Traitements hormonaux

Traitements hormonaux

Les mal-aimés de la ménopause

Comment expliquer cette apparente méfiance à l’égard de ces traitements, face aux nombreux désagréments et risques qu’ils pourraient épargner aux femmes ? L’Inserm indique qu’ils peuvent réduire les symptômes gênants, les troubles génito-urinaires et les risques de fracture osseuse, et améliorer l’espérance de vie. Toujours selon l’Inserm, les traitements hormonaux de la ménopause ont été « discrédités » par les résultats d’une étude américaine, la WHI (Women Health Initiative) qui, en 2002, a notamment montré une augmentation du risque de maladies cardiovasculaires alors qu’il s’agissait d’une étude de prévention primaire, et confirmé une légère hausse du risque de cancer du sein, déjà connue. L’Institut signale que cette étude a été menée en majorité chez des femmes plus de 10 ans après le début de leur ménopause, et que les molécules administrées ne sont pas celles utilisées en France, ce qui devrait inciter à la prudence lors de l’extrapolation de ses résultats.

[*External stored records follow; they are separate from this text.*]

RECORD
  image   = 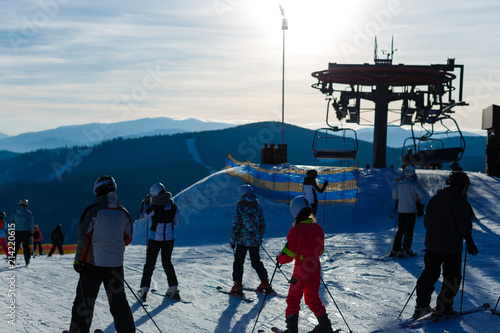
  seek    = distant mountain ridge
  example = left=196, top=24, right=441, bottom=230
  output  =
left=0, top=117, right=235, bottom=153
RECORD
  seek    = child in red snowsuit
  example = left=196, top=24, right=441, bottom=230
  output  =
left=276, top=196, right=333, bottom=333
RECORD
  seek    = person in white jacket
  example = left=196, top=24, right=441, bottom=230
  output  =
left=389, top=165, right=425, bottom=257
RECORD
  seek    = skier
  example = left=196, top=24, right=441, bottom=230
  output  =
left=230, top=185, right=273, bottom=294
left=69, top=176, right=135, bottom=333
left=302, top=170, right=328, bottom=216
left=48, top=224, right=64, bottom=257
left=10, top=199, right=33, bottom=266
left=139, top=183, right=181, bottom=301
left=276, top=196, right=333, bottom=333
left=413, top=172, right=478, bottom=318
left=33, top=224, right=43, bottom=255
left=0, top=212, right=9, bottom=259
left=450, top=162, right=463, bottom=171
left=389, top=165, right=425, bottom=257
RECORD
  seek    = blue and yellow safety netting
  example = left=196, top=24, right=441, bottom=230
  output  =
left=226, top=155, right=358, bottom=203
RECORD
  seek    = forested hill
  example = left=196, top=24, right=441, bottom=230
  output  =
left=0, top=122, right=484, bottom=243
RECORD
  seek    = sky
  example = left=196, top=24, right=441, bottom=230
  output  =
left=0, top=0, right=500, bottom=135
left=0, top=169, right=500, bottom=333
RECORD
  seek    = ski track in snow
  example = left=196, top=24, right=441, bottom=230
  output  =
left=0, top=169, right=500, bottom=333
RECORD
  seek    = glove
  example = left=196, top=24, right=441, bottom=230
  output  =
left=73, top=259, right=85, bottom=273
left=276, top=255, right=282, bottom=268
left=465, top=235, right=479, bottom=256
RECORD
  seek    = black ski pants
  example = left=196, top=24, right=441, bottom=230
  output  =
left=233, top=244, right=267, bottom=282
left=392, top=213, right=416, bottom=251
left=69, top=264, right=135, bottom=333
left=33, top=241, right=43, bottom=255
left=49, top=241, right=64, bottom=257
left=141, top=239, right=178, bottom=288
left=417, top=250, right=462, bottom=314
left=15, top=230, right=31, bottom=266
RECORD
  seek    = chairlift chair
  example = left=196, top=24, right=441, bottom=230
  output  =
left=401, top=117, right=465, bottom=169
left=312, top=127, right=358, bottom=160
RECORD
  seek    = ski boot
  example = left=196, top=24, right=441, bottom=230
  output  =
left=309, top=313, right=333, bottom=333
left=411, top=305, right=432, bottom=319
left=285, top=315, right=299, bottom=333
left=231, top=281, right=243, bottom=295
left=165, top=286, right=181, bottom=300
left=139, top=287, right=149, bottom=303
left=257, top=279, right=274, bottom=293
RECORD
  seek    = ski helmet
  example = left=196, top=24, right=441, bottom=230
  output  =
left=290, top=195, right=311, bottom=219
left=94, top=176, right=116, bottom=198
left=450, top=162, right=462, bottom=171
left=405, top=165, right=415, bottom=177
left=149, top=183, right=165, bottom=198
left=306, top=169, right=318, bottom=178
left=238, top=184, right=253, bottom=199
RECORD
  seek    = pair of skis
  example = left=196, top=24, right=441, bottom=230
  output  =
left=399, top=303, right=490, bottom=328
left=215, top=286, right=286, bottom=303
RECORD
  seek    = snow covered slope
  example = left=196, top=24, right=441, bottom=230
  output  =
left=0, top=169, right=500, bottom=333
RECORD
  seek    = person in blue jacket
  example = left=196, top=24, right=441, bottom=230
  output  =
left=10, top=199, right=34, bottom=266
left=230, top=185, right=272, bottom=294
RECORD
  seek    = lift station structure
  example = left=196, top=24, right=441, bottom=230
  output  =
left=311, top=39, right=467, bottom=168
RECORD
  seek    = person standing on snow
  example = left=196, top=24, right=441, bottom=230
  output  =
left=10, top=199, right=33, bottom=266
left=276, top=196, right=333, bottom=333
left=33, top=225, right=43, bottom=255
left=413, top=172, right=478, bottom=318
left=48, top=224, right=64, bottom=257
left=230, top=185, right=273, bottom=294
left=389, top=165, right=425, bottom=257
left=302, top=170, right=328, bottom=216
left=139, top=183, right=181, bottom=302
left=69, top=176, right=135, bottom=333
left=0, top=212, right=9, bottom=259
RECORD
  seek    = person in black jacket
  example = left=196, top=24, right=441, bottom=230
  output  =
left=302, top=170, right=328, bottom=216
left=48, top=224, right=64, bottom=257
left=413, top=171, right=478, bottom=318
left=139, top=183, right=181, bottom=302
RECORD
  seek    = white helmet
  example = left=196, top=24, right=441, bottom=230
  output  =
left=149, top=183, right=165, bottom=198
left=405, top=165, right=415, bottom=177
left=238, top=184, right=253, bottom=199
left=290, top=195, right=311, bottom=219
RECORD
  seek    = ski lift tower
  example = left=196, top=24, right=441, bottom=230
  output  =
left=311, top=38, right=465, bottom=168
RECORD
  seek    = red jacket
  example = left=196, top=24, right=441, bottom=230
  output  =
left=33, top=228, right=43, bottom=242
left=278, top=219, right=325, bottom=264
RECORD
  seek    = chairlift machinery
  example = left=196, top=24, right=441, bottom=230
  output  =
left=401, top=116, right=466, bottom=169
left=312, top=96, right=358, bottom=160
left=311, top=38, right=467, bottom=168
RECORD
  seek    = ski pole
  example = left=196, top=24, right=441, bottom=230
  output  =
left=123, top=277, right=162, bottom=333
left=320, top=276, right=352, bottom=333
left=252, top=265, right=278, bottom=333
left=260, top=244, right=290, bottom=283
left=460, top=247, right=467, bottom=315
left=398, top=285, right=417, bottom=318
left=78, top=275, right=90, bottom=332
left=387, top=213, right=399, bottom=253
left=491, top=296, right=500, bottom=315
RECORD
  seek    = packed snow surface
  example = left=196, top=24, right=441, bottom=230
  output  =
left=0, top=169, right=500, bottom=333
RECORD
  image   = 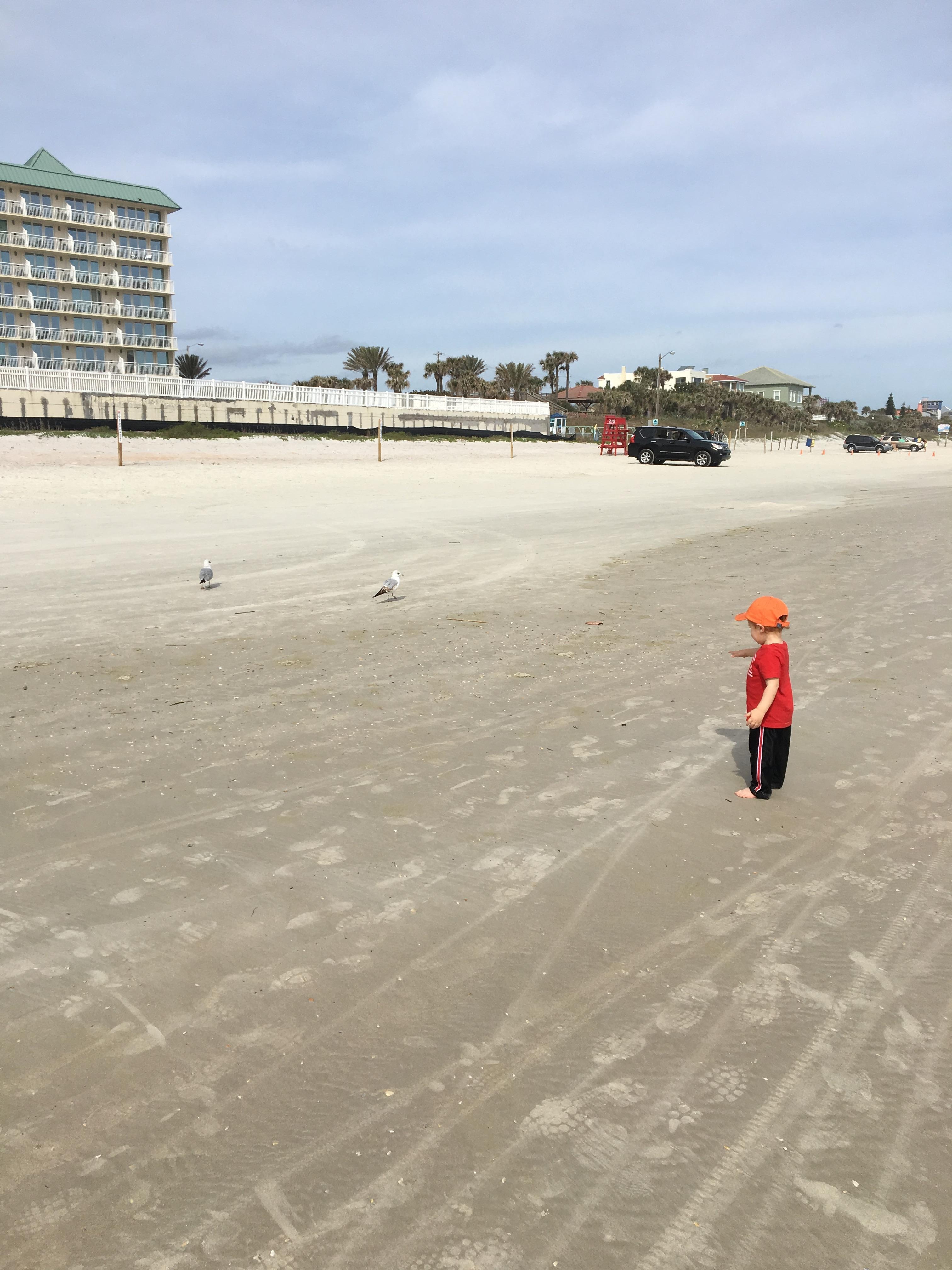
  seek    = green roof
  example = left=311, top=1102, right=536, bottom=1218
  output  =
left=738, top=366, right=814, bottom=389
left=0, top=147, right=179, bottom=212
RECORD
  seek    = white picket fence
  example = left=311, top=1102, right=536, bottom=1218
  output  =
left=0, top=366, right=548, bottom=420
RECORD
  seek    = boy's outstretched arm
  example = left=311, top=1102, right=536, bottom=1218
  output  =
left=748, top=679, right=781, bottom=728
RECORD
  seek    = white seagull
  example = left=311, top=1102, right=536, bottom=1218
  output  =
left=371, top=569, right=402, bottom=599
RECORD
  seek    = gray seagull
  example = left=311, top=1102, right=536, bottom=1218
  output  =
left=371, top=569, right=402, bottom=599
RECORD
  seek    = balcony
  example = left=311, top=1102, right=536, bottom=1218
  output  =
left=0, top=292, right=175, bottom=324
left=119, top=330, right=179, bottom=348
left=0, top=323, right=179, bottom=351
left=0, top=198, right=170, bottom=237
left=0, top=230, right=171, bottom=266
left=124, top=362, right=179, bottom=376
left=0, top=353, right=179, bottom=377
left=0, top=260, right=175, bottom=295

Quoi qu’il en soit, la recommandation est généralement de commencer le traitement au début de la ménopause et en tout état de cause avant 10 ans, de limiter sa durée et d’utiliser la dose la plus faible possible.

Le Dr Brigitte Letombe est gynécologue médicale, spécialiste de la ménopause, membre du collectif All for menopause, membre du bureau de la Société Nationale de ménopause le GEMVi (Groupe d’Étude sur la ménopause et le vieillissement hormonal) et présidente d’honneur de la Fédération Nationale des Collèges de Gynécologie Médicale. Elle a accepté de répondre à Ménoscope pour nous aider à y voir plus clair.

Docteur Letombe, la ménopause correspond à l’arrêt de la fonction ovarienne, c’est-à-dire de production de deux hormones, l’œstradiol et la progestérone. Chez les femmes qui n’ont pas subi d’hystérectomie, elle est diagnostiquée lorsqu’il s’est écoulé 12 mois depuis les dernières règles. Mais avant cela, pendant plusieurs années, les ovaires commencent à moins bien fonctionner, occasionnant des fluctuations inhabituelles et irrégulières des taux d’œstrogènes et de progestérone. Ces variations nouvelles peuvent provoquer des symptômes multiples, parfois véritablement invalidants. Certaines femmes se voient prescrire un dosage hormonal pour confirmer le diagnostic de ménopause. Est-ce nécessaire ?

En réalité, le dosage n’est pas utile. Les sociétés savantes que sont le GEMVi et la CNGOF ont publié des recommandations pour la pratique clinique en 2021. Ces recommandations stipulent notamment que le diagnostic de ménopause est clinique et correspond à une absence de règles pendant un an, dans la tranche d’âge ménopausique.

Au cours des années de préménopause, les ovaires peuvent travailler à certains moments, et être inactifs à d’autres, parfois pendant plusieurs mois. Si on fait le dosage pendant l’une de ces périodes d’inactivité, on obtient des résultats de ménopause. Et si quelque temps plus tard, la femme a de nouveau des règles, elle s’inquiète. Dans les deux premières années, il peut se produire un « réveil ovarien ». Il faut savoir que lorsqu’ on arrive à la période ménopausique, il reste encore 1 000 follicules, tout petits, invisibles à l’échographie. Il faut consulter dès qu’on a un saignement après un an d’arrêt de règles. Ce peut être un réveil ovarien sans gravité, mais il faut consulter.

Parlez-nous des traitements hormonaux

Il faut distinguer les traitements hormonaux de substitution (THS), destinés à des femmes qui présentent une insuffisance ovarienne prématurée (c’est-à-dire avant 40 ans), des traitements hormonaux de la ménopause (THM).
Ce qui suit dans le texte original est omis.